We are building EVA, an AI-Relational database system with first-class support for deep learning models. Our goal with EVA is to create a platform that supports AI-powered multi-modal database applications operating on structured (tables, feature vectors, etc.) and unstructured data (videos, podcasts, pdf, etc.) with deep learning models. EVA comes with a wide range of models for analyzing unstructured data, including models for object detection, OCR, text summarization, audio speech recognition, and more.

The key feature of EVA is its AI-centric query optimizer. This optimizer is designed to speed up AI-powered applications using a collection of optimizations inspired by relational database systems. Two of the most important optimizations are:

+ Caching: EVA automatically reuses previous query results (e.g., inference results), eliminating redundant computation and saving you money on inference.

+ Predicate Reordering: EVA optimizes the order in which query predicates are evaluated (e.g., running faster, more selective deep learning models first), leading to faster queries.

Besides saving money spent on inference, EVA also makes it easier to write SQL queries to set up multi-modal AI pipelines. With EVA, you can quickly integrate your AI models into the database system and seamlessly query structured and unstructured data.

We are constantly working on improving EVA and would love to hear your feedback!




It appears from initial reading that it must be possible to support pure NLP tasks with this, but there weren't examples for these in the documentation, so I'm not sure. Does it support NLP models?

Ex: Could I have a store of articles and run NLP tasks against it?

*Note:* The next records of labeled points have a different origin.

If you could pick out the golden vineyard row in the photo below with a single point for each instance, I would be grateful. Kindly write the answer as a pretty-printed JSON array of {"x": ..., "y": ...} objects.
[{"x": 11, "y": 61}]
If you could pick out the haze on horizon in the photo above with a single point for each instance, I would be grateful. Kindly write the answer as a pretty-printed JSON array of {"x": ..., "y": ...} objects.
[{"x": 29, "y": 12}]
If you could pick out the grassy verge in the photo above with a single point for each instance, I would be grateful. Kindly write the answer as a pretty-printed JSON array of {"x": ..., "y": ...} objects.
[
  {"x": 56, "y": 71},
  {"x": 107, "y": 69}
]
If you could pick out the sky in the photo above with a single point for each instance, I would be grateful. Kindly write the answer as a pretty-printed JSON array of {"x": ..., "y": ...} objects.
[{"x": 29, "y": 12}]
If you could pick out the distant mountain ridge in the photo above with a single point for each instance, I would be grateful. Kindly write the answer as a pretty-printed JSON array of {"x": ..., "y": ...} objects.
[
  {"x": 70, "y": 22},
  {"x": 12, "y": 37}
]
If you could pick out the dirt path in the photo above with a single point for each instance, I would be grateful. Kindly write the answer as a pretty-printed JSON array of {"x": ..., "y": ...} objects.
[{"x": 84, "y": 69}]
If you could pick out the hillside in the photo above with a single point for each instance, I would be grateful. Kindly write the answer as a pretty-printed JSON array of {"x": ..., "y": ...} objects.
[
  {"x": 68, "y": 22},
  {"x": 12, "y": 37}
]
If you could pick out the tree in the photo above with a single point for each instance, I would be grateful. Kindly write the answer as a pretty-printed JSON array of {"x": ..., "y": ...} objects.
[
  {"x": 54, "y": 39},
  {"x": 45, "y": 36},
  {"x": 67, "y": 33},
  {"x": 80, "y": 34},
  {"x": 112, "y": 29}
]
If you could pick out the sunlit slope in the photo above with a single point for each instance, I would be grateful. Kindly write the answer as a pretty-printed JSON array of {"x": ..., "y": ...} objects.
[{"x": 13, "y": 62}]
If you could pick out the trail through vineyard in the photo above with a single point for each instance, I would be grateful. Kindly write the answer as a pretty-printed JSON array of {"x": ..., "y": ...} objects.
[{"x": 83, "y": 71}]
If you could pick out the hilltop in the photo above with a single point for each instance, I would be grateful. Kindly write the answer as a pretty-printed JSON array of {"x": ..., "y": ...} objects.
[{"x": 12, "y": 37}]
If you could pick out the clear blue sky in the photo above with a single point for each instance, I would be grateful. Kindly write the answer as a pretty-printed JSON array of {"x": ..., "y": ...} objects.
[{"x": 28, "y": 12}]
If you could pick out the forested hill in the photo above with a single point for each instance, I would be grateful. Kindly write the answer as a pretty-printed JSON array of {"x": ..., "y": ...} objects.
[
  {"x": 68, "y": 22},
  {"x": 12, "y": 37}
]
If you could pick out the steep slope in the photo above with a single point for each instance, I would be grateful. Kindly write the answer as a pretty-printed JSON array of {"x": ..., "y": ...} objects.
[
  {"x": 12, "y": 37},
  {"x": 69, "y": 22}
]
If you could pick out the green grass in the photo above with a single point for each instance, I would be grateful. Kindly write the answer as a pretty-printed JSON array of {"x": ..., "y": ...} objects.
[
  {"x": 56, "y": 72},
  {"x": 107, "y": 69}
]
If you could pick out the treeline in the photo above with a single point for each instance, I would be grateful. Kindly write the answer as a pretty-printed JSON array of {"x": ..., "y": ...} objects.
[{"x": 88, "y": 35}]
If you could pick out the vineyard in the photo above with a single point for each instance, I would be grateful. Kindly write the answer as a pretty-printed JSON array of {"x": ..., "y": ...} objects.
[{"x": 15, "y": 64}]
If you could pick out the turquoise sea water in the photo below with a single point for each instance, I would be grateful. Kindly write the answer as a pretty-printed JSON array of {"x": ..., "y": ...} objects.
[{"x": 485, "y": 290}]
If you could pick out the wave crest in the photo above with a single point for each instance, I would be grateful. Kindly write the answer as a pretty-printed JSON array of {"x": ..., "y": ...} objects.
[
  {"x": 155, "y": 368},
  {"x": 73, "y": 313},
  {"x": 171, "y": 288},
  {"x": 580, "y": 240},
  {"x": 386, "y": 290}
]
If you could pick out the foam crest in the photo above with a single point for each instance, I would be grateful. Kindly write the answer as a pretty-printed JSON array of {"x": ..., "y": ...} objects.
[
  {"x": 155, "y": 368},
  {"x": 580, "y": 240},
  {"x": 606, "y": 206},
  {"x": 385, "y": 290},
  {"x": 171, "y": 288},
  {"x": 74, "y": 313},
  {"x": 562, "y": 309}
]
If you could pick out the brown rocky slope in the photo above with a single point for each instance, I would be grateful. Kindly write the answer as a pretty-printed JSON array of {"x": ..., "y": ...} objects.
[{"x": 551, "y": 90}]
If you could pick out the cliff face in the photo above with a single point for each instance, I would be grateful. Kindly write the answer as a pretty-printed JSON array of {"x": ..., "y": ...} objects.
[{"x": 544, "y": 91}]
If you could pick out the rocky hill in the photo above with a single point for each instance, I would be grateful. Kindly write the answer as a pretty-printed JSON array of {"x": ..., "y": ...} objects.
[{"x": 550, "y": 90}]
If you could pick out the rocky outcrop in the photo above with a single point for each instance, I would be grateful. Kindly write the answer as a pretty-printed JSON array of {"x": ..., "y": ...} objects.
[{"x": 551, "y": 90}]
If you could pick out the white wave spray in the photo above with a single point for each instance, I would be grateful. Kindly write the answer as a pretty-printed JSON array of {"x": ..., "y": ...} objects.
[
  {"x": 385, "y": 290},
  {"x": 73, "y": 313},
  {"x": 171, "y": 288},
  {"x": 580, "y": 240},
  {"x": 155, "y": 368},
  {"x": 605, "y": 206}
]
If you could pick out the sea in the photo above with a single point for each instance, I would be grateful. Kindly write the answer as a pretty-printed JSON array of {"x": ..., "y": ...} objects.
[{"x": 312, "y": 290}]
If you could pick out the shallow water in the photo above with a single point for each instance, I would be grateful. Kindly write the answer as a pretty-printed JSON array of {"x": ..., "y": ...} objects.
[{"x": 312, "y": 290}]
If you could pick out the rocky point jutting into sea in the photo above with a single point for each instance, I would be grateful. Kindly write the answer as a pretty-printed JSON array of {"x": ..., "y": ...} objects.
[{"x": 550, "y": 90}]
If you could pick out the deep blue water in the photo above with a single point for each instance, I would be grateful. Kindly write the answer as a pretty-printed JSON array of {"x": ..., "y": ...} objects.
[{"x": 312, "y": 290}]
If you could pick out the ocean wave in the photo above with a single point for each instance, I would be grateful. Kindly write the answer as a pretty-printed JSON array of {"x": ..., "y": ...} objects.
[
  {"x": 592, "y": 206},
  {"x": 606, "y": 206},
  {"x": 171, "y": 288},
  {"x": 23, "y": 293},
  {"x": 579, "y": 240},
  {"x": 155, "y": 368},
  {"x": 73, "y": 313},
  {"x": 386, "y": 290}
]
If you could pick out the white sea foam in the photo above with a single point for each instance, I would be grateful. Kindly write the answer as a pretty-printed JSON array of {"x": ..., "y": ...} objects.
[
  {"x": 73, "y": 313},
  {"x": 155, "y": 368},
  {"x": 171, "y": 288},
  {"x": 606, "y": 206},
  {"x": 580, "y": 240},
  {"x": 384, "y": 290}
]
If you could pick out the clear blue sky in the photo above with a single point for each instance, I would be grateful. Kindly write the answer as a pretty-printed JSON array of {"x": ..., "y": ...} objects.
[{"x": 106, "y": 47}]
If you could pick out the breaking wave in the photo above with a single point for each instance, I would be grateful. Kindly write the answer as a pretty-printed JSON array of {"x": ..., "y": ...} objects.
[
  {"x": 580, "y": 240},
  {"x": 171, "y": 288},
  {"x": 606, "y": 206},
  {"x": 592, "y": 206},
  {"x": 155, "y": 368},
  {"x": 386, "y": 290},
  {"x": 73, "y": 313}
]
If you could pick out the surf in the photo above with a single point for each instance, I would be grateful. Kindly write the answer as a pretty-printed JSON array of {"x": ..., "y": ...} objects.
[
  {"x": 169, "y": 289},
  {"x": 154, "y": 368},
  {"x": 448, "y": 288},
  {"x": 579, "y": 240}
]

Great question! Yes, EVA supports NLP pipelines thanks to our recent integration of Hugging Face pipelines last month. Here is an illustrative text classification application:

  -- Text classification application in EVA
  CREATE TABLE IF NOT EXISTS MyCSV (id INTEGER UNIQUE, comment TEXT(30));

  LOAD CSV 'csv_file_path' INTO MyCSV;

  CREATE UDF HFTextClassifier
  TYPE HuggingFace
  'task' 'text-classification';

  SELECT HFTextClassifier(comment) FROM MyCSV;
EVA supports many other NLP pipelines, including summarization and text2text generation.

[2] is an illustrative notebook that presents an HF-based object segmentation pipeline (not NLP-based though). We would love to jointly explore how to best support your NLP pipeline. Please consider opening an issue with more details on your use case.

[1] https://github.com/georgia-tech-db/eva/blob/4fa52f893e7661d4...

[2] https://evadb.readthedocs.io/en/latest/source/tutorials/07-o...


Very cool. Also, love seeing rambling wrecks from Georgia Tech here!

While this is a very cool project, making a very obvious demo that people can use to leverage it would make this stand out in the current ecosystem of tools like this.


Thanks! Likewise :)

Thanks for the suggestion! I just added links to the demo applications earlier in the README. All applications are Jupyter notebooks that you can open in Google Colab.

* Examining the emotion palette of actors in a movie: https://evadb.readthedocs.io/en/stable/source/tutorials/03-e...

* Analysing traffic flow at an intersection: https://evadb.readthedocs.io/en/stable/source/tutorials/02-o...

* Classifying images based on their content: https://evadb.readthedocs.io/en/stable/source/tutorials/01-m...

* Recognizing license plates: https://github.com/georgia-tech-db/license-plate-recognition

* Analysing toxicity of social media memes: https://github.com/georgia-tech-db/toxicity-classification


I personally wouldn’t put the Emotion one first on the GitHub README, that was the only one I opened, before clicking the license plate one and a) see it was a whole other GitHub demo and b) opened two files to see both doing parsing/loading models without any SQL before getting bored and closing the project.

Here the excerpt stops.